Fermenting milkshake IPA

30 hours after pitching yeast, the first signs of fermentation started to show up. The intensity of these signs increased the next two days and after that they slowed down. During those first days beer had a temperature that moved between 18.5ºC (65.3ºF) and 20.5ºC (68.9ºF). We added the first dry hop charge at the fifth day (I know, we should have added it a couple of days before to follow the information we had got for the style). We put 50 g (1.76 oz) of Citra Cryo hops in one hop spider and 50 g (1.76 oz) of Vic Secret pellets in another hop spied and we placed both of them in the fermenter. When we opened it, the krausen was in its last stages. After five days at 18ºC-19ºC (64.4ºF-66.2ºF), we divide the beer in two fractions. The first one, 9 liters (2.38 gallons), was transferred to a PET demijohn, while the other one, of 5 liters (1.32 gallons), went into a PET bottle. We added a second dry hop charge in each one of them, in a mesh bag. 30 g of Galaxy pellets in the first one and 20 g of Galaxy pellets in the second one. The smaller one also received 500 g (1.10 lbs) of previously sliced and frozen mango (we had kept it in the freezer for a few weeks). Both of them were kept in the fermentation chamber set at 18.5ºC(65.3ºF) for a few days. We proceeded to bottle the bigger fraction five days later.

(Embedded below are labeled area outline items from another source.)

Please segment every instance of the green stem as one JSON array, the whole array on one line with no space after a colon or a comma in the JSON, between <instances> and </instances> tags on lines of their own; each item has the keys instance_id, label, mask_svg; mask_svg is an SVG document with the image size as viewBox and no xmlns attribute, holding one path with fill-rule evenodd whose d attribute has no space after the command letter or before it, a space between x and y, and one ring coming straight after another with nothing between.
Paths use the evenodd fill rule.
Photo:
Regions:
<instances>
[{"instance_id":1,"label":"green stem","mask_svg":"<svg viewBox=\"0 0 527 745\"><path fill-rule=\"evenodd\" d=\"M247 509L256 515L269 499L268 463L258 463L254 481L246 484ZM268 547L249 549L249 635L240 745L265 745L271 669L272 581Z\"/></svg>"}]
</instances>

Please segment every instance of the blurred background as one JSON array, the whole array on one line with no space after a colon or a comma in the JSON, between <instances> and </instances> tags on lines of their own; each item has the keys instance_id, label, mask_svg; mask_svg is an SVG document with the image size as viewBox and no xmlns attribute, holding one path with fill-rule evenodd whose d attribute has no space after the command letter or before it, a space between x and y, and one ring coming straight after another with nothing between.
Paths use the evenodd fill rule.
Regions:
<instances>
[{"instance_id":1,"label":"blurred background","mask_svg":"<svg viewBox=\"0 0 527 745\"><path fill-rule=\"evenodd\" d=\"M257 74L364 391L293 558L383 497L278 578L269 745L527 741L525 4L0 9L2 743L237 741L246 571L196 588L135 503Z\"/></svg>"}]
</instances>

Trub in the bottom of the demijohn

First of all, we added part of the vodka in which we had kept two vanilla beans. As we didn’t have enough bottles for the full volume, we transferred half of it to a mini keg where we were going to force carbonate with CO2 after one night in the fridge. In the other half we added some sugar syrup, previously boiled, to get about 2.2 volumes of CO2 in the final beer. We got 9 33 cL (12 fl. oz) bottles apart from the mini keg. Final gravity was 1.022 (a high value because Saccharomyces yeasts can metabolize lactose), with an ABV of 5.6%.

I should tell you know how we follow the process with the smaller fraction, but as any homebrewer knows, things don’t always go as expected. In this occasion, while this part was there with the dry hop and the fruit, we weren’t able to get some time to bottle it. Days passed by and when we finally find some time to do it, a few weeks later, I took a sip and it was enough to discard it down the drain. Too astringent, even a little bit sour, no aroma,… not drinkable at all. We will have to wait to a future brew to try something similar. But well, one thing is for sure, we will tell you how the firs part of the beer turned out in a future post.